2021-04-14 16:09:25

by Trond Myklebust

[permalink] [raw]
Subject: [PATCH v2 19/26] NFSv4: Don't modify the change attribute cached in the inode

From: Trond Myklebust <[email protected]>

When the client is caching data and a write delegation is held, then the
server may send a CB_GETATTR to query the attributes. When this happens,
the client is supposed to bump the change attribute value that it
returns if it holds cached data.
However that process uses a value that is stored in the delegation. We
do not want to bump the change attribute held in the inode.
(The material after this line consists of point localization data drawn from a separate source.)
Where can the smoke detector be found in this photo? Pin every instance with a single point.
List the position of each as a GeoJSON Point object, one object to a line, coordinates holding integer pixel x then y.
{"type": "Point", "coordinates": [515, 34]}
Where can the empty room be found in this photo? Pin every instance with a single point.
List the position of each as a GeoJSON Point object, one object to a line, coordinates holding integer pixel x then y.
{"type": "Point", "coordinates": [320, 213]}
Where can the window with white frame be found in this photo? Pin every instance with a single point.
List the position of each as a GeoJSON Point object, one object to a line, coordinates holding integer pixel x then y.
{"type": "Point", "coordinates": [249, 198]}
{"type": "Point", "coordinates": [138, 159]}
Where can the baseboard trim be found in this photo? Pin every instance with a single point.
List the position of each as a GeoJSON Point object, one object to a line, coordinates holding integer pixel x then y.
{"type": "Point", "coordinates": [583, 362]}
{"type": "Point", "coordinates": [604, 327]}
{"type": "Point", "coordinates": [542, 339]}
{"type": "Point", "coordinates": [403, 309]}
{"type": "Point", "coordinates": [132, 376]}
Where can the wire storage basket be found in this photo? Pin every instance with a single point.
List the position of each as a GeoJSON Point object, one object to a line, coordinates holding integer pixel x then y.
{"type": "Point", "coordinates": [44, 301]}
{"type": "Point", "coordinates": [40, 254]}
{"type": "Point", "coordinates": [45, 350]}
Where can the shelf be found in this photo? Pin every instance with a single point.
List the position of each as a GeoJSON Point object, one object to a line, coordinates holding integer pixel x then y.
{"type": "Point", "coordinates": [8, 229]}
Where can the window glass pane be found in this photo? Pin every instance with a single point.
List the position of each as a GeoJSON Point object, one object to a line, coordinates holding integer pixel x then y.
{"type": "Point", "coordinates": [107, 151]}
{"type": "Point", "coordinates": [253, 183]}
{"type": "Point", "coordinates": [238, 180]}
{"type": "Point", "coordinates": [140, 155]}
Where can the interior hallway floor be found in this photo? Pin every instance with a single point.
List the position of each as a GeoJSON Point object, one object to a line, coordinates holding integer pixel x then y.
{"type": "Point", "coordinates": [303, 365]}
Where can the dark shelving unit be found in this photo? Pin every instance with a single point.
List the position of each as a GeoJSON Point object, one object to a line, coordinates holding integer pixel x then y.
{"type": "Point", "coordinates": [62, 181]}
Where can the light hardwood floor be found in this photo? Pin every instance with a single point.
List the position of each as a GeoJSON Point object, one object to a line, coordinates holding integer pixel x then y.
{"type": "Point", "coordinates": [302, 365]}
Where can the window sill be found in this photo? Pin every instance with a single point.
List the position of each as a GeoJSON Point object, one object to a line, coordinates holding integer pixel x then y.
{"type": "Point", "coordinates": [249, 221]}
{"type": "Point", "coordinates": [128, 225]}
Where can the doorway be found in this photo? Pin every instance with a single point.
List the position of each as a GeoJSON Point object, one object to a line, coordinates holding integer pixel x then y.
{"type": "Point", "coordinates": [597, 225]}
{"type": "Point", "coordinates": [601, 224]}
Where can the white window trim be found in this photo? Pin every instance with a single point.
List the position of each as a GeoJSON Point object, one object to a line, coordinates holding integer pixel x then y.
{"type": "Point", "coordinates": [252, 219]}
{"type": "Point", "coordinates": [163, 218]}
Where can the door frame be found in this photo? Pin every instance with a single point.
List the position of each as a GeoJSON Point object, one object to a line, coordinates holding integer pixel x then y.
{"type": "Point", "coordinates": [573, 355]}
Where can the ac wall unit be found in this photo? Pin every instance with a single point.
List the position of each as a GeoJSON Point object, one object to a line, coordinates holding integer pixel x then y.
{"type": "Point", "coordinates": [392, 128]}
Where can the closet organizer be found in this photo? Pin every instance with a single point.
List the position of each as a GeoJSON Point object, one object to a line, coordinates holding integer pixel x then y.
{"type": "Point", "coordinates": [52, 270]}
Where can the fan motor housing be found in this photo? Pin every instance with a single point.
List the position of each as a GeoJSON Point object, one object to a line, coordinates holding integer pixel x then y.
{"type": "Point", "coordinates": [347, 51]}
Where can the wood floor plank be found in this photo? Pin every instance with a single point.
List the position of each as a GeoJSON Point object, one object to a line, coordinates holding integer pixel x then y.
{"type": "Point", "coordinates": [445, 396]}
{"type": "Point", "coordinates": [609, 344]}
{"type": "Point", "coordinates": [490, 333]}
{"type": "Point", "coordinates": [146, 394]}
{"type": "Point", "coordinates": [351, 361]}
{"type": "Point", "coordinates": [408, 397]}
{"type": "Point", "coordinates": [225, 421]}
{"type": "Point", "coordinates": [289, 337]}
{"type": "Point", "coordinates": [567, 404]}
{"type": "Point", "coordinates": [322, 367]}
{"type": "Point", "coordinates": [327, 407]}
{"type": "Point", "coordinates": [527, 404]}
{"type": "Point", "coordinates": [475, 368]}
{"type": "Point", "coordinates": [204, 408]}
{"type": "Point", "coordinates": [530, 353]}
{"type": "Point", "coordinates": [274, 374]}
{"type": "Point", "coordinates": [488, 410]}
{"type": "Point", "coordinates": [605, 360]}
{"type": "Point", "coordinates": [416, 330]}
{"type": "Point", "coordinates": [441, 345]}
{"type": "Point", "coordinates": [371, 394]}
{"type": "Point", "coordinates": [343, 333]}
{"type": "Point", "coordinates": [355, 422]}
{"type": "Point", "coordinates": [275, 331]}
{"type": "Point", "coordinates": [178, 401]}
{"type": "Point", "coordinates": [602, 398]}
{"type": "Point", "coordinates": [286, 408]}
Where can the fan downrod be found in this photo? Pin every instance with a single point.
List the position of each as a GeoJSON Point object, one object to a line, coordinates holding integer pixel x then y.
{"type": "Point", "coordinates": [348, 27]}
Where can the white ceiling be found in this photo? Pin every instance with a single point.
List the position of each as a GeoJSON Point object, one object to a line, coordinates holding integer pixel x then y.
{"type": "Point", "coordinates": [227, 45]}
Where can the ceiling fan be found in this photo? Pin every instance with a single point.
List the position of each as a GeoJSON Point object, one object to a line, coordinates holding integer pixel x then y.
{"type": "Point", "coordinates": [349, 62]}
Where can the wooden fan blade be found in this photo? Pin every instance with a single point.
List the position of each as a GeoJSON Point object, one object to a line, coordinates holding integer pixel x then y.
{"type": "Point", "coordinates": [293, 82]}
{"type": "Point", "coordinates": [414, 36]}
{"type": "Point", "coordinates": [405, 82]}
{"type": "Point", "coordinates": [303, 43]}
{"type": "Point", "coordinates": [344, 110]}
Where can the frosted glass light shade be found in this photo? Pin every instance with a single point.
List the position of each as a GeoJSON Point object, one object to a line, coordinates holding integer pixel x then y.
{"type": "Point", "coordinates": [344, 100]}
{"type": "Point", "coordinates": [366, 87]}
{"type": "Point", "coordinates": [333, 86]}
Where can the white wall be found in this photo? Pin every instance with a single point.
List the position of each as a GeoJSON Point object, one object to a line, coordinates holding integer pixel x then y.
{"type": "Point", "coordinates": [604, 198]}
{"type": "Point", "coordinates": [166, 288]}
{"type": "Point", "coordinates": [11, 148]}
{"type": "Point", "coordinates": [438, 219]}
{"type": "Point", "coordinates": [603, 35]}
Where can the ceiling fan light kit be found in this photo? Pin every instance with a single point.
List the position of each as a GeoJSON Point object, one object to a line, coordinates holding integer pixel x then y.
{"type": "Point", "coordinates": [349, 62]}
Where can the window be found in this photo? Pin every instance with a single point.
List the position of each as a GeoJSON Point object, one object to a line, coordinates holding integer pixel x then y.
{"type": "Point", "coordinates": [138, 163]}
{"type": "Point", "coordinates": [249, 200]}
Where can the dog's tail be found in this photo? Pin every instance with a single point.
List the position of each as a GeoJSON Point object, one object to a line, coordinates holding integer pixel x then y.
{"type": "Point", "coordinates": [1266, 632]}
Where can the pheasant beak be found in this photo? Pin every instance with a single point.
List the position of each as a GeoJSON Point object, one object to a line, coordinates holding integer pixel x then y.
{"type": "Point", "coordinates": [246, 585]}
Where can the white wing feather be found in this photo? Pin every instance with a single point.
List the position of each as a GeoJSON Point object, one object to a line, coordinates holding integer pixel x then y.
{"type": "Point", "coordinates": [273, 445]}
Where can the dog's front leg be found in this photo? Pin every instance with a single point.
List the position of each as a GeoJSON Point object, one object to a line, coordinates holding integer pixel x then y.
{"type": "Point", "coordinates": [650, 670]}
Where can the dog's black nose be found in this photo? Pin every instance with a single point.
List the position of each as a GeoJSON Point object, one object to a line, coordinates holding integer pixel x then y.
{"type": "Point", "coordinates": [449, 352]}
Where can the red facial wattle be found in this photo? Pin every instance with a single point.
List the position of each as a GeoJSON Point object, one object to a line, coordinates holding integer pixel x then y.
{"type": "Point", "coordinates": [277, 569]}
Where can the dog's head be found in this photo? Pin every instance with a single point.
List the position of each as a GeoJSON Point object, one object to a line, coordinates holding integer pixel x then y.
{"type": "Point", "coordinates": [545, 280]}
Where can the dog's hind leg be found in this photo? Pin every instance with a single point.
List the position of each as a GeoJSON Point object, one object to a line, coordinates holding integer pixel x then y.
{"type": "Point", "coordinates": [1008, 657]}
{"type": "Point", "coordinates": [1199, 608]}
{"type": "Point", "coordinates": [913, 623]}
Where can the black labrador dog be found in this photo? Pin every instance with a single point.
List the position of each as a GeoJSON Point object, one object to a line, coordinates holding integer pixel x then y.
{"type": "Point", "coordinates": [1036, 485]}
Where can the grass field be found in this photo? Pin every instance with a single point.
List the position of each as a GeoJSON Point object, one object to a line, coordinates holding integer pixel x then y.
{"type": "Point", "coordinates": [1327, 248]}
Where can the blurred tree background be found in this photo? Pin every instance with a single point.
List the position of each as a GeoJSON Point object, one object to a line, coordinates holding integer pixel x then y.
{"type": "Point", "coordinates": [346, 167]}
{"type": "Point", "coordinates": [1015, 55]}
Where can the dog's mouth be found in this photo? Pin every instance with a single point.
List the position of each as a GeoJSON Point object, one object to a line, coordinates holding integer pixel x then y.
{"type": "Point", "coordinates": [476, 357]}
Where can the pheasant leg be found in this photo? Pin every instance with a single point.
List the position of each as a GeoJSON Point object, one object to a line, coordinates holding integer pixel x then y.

Signed-off-by: Trond Myklebust <[email protected]>
---
fs/nfs/write.c | 3 ---
1 file changed, 3 deletions(-)

diff --git a/fs/nfs/write.c b/fs/nfs/write.c
index 61d1174935b6..3bf82178166a 100644
--- a/fs/nfs/write.c
+++ b/fs/nfs/write.c
@@ -764,9 +764,6 @@ static void nfs_inode_add_request(struct inode *inode, struct nfs_page *req)
* with invalidate/truncate.
*/
spin_lock(&mapping->private_lock);
- if (!nfs_have_writebacks(inode) &&
- NFS_PROTO(inode)->have_delegation(inode, FMODE_WRITE))
- inode_inc_iversion_raw(inode);
if (likely(!PageSwapCache(req->wb_page))) {
set_bit(PG_MAPPED, &req->wb_flags);
SetPagePrivate(req->wb_page);
--
2.30.2


2021-04-14 16:10:07

by Trond Myklebust

[permalink] [raw]
Subject: [PATCH v2 20/26] NFSv4: Add support for the NFSv4.2 "change_attr_type" attribute

From: Trond Myklebust <[email protected]>

The change_attr_type allows the server to provide a description of how
the change attribute will behave. This again will allow the client to
optimise its behaviour w.r.t. attribute revalidation.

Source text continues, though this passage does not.